The Russian military says it successfully placed three classified
communications satellites into orbit today, along with the upper stage
of the rocket that put them there. But according to the U.S. military’s
Combined Space Operations Center, or CSpOC, a fifth object, possibly another, unannounced satellite, may have hitched a ride into space on the launch.The Rokot/Briz-KM launch vehicle blasted off from Pad 3 at Site 133 at the Plesetsk Cosmodrome in Western Russia at just before 5:30 PM local time on Nov. 30, 2018, according to RussianSpaceWeb.com. At approximately 7:12 PM, the three Rodnik communications satellites had deployed into their assigned orbits. Russia has named the trio of satellites Kosmos-2530, Kosmos-2531, and Kosmos-2532.
This would all be rather banal had the CSpoC, as well as the
U.S.-Canadian North American Aerospace Defense Command (NORAD), not
recorded the launch slightly differently.
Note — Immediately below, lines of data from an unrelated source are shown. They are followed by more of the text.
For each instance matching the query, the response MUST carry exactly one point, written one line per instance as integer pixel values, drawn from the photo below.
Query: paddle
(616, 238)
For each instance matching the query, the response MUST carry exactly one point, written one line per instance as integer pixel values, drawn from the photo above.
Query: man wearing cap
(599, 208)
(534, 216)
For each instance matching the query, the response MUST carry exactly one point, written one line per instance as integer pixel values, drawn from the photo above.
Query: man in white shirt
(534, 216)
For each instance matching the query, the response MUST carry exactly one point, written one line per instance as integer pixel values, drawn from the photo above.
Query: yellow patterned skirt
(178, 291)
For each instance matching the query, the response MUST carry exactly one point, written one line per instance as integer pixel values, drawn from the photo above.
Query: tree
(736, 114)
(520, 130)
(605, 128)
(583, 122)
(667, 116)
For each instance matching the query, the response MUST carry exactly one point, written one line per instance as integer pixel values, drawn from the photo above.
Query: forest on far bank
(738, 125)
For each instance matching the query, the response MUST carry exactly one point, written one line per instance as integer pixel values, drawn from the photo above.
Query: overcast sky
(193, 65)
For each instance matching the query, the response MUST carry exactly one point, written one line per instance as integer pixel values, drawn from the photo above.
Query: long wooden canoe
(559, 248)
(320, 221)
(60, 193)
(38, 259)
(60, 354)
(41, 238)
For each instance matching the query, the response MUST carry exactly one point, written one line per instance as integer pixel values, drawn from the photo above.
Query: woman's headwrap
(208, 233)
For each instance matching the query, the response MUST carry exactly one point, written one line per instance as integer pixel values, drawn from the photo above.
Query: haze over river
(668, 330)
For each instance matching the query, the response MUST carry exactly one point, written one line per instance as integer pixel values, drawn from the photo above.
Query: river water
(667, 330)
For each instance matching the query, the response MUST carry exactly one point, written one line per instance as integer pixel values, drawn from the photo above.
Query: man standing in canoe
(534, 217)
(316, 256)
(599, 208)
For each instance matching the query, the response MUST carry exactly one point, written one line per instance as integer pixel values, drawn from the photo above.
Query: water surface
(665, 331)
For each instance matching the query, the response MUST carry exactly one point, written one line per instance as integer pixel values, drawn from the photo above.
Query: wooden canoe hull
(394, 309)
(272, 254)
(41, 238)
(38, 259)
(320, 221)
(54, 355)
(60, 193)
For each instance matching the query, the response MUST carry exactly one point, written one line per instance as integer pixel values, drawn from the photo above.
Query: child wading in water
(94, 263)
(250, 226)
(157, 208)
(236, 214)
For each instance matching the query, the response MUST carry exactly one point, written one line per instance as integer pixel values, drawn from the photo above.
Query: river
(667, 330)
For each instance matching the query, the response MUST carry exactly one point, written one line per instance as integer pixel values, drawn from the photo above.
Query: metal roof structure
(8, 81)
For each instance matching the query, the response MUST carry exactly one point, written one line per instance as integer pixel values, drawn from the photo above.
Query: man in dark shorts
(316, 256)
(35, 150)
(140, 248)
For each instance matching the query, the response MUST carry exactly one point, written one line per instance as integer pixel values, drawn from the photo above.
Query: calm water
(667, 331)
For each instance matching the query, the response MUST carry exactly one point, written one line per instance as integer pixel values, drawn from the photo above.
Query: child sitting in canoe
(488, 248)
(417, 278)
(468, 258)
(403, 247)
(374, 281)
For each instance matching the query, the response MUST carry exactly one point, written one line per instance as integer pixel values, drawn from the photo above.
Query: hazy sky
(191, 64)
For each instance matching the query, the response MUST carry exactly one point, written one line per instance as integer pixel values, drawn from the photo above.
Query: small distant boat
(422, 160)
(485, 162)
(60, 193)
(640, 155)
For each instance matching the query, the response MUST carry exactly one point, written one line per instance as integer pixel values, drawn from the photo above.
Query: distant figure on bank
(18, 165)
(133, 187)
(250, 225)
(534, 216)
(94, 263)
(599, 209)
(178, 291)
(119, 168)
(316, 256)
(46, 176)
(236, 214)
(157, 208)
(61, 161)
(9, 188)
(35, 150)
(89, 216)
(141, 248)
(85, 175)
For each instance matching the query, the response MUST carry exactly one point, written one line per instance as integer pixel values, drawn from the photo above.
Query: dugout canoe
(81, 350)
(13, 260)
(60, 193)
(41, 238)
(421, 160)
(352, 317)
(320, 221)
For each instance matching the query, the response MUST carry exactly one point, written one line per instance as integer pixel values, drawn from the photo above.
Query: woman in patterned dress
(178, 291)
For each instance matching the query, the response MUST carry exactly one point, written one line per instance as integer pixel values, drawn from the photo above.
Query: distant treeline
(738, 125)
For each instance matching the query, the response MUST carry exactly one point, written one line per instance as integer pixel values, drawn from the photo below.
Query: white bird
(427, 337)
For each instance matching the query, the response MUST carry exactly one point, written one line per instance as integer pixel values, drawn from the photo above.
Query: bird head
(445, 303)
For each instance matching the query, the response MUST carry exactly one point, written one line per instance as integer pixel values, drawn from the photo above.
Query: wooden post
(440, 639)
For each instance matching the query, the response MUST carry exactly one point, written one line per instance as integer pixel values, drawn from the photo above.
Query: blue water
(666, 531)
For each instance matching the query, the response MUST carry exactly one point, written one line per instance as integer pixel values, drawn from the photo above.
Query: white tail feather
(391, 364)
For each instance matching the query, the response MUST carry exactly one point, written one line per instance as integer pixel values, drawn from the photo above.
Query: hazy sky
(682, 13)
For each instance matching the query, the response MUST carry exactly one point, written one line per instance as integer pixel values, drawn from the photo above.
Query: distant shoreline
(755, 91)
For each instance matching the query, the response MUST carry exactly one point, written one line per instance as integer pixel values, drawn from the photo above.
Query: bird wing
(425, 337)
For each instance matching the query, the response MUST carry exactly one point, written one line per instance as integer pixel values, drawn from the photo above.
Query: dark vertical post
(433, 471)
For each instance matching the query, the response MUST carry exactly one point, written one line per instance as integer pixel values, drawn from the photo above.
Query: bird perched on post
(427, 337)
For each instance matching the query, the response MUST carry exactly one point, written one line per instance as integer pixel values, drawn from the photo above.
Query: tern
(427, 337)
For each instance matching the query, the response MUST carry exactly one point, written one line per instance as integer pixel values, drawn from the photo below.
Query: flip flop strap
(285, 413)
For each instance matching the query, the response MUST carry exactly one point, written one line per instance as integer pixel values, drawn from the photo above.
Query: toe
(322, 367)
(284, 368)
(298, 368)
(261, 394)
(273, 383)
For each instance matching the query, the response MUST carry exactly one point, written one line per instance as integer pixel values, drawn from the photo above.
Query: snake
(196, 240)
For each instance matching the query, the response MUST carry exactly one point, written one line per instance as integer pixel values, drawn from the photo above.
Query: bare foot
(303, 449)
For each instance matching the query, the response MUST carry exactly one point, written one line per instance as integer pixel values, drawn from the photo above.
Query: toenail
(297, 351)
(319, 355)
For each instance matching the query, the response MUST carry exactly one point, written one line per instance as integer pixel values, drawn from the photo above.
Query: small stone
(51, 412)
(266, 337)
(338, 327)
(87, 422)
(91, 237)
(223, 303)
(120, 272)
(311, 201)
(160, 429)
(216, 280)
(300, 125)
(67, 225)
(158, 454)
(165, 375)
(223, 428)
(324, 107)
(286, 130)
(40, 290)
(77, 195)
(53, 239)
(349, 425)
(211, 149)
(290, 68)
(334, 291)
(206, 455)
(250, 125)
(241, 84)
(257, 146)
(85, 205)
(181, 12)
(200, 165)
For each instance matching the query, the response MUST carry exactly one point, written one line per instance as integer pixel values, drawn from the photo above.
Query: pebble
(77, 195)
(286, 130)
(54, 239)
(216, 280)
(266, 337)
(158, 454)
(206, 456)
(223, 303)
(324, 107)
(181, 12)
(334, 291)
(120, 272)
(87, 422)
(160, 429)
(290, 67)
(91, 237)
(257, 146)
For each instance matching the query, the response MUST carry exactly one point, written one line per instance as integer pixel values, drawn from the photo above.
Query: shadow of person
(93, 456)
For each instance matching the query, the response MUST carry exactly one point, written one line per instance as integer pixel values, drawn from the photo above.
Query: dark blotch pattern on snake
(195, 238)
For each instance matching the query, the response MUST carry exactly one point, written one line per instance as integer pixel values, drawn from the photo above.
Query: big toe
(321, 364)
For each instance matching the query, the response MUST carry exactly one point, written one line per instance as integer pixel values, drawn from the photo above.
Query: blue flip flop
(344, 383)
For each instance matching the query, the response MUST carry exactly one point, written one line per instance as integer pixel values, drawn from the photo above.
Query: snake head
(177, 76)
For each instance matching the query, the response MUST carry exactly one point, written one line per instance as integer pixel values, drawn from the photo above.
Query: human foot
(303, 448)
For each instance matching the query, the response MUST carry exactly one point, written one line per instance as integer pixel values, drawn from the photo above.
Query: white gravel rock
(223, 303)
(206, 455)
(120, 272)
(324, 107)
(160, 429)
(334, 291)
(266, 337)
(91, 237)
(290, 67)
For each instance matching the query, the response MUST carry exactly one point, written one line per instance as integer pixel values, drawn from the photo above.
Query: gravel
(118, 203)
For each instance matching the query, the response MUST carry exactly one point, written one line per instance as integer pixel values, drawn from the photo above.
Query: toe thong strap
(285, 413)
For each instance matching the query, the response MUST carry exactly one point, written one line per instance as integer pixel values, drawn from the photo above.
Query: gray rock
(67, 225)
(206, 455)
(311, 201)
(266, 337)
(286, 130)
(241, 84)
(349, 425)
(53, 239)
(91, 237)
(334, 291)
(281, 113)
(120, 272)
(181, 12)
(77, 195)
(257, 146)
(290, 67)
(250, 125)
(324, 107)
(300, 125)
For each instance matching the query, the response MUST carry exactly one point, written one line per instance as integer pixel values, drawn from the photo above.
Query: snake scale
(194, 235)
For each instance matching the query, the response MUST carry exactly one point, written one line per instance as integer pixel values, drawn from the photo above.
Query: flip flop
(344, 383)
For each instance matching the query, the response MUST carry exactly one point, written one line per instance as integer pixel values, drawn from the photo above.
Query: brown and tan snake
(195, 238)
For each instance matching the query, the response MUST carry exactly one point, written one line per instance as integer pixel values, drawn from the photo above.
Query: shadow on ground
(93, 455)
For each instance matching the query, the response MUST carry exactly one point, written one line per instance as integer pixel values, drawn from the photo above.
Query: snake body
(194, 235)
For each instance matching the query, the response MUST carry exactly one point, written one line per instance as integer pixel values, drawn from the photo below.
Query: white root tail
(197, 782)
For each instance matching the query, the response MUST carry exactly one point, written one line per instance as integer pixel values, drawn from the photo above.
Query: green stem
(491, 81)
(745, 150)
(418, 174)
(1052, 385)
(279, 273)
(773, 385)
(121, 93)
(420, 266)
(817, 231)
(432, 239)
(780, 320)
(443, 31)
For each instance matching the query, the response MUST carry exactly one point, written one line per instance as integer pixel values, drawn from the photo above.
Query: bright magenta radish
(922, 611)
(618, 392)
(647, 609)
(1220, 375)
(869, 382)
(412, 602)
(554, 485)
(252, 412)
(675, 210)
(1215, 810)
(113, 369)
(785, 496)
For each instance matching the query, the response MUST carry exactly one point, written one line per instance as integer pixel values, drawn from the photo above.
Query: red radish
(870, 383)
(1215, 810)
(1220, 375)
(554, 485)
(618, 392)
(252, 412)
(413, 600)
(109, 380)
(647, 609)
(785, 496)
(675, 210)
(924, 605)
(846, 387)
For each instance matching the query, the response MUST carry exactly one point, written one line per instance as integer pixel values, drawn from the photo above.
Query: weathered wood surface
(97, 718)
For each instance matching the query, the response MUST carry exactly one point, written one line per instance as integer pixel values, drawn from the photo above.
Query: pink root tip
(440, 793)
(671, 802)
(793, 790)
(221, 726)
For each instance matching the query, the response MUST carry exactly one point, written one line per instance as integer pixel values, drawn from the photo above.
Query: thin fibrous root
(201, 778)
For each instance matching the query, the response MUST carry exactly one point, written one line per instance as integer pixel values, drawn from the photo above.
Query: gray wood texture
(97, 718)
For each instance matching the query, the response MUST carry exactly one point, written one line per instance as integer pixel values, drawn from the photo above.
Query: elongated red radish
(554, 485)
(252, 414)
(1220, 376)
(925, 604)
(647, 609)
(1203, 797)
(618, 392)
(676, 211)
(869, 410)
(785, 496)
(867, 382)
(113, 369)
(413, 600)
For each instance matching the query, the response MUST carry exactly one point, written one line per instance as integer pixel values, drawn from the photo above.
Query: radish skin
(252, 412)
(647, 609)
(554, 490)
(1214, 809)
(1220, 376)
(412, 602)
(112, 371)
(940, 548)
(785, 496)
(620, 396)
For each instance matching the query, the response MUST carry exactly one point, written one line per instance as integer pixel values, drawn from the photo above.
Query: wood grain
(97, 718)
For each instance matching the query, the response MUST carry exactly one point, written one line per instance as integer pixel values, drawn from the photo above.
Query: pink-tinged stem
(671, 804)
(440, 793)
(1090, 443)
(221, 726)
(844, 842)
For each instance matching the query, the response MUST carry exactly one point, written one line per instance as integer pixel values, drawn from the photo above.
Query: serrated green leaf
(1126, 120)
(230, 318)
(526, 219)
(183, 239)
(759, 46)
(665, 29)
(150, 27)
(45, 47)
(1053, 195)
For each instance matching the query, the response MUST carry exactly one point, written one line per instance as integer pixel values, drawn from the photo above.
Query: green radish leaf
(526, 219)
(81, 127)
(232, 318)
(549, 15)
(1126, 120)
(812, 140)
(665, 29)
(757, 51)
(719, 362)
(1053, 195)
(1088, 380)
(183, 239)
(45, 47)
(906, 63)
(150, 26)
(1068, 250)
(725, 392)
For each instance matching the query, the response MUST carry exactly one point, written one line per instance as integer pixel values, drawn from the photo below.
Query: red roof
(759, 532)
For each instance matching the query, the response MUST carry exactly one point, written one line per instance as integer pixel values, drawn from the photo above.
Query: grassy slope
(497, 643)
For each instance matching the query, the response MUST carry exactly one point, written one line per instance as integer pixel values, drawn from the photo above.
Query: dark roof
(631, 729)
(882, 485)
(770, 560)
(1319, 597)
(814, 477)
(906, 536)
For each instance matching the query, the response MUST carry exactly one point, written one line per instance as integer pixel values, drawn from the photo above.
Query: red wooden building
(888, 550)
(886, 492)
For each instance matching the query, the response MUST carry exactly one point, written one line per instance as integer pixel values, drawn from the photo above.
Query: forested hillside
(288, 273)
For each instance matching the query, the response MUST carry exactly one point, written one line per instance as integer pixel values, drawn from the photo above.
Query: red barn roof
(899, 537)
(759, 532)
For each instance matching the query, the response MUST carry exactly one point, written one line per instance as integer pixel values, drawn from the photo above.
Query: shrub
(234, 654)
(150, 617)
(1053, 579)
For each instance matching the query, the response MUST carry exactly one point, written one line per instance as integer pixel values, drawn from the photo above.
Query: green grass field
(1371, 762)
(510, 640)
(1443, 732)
Information on
Space-Track.org, a U.S. government website that publicly releases data
on space launches from the CSpoC and NORAD, listed Objects A through E
as resulting from the launch from Plesetsk. This would include the three
satellites and the upper stage, but the fifth object is unexplained.
[…]
On May 23, 2014, another Rokot/Briz-KM launch vehicle put three Rodnik
communications satellites into orbit. Again, the U.S. military tracked
five objects, with Object E,
in that case, turning out to be an inspector satellite known as
Kosmos-2499. The perigees and other data for the five objects are
extremely similar in both cases.
[…]
The Kremlin has categorically denied that any of these satellites, which
it calls “space apparatus inspectors,” are weapons. Most recently, the
Russians denounced concerns that Yleem Poblete, the U.S. Assistant Secretary of State for Arms Control, Verification, and Compliance, raised in August 2018 about the purpose of Kosmos-2519 and its associated sub-satellites as “unfounded, slanderous accusations based on suspicions.”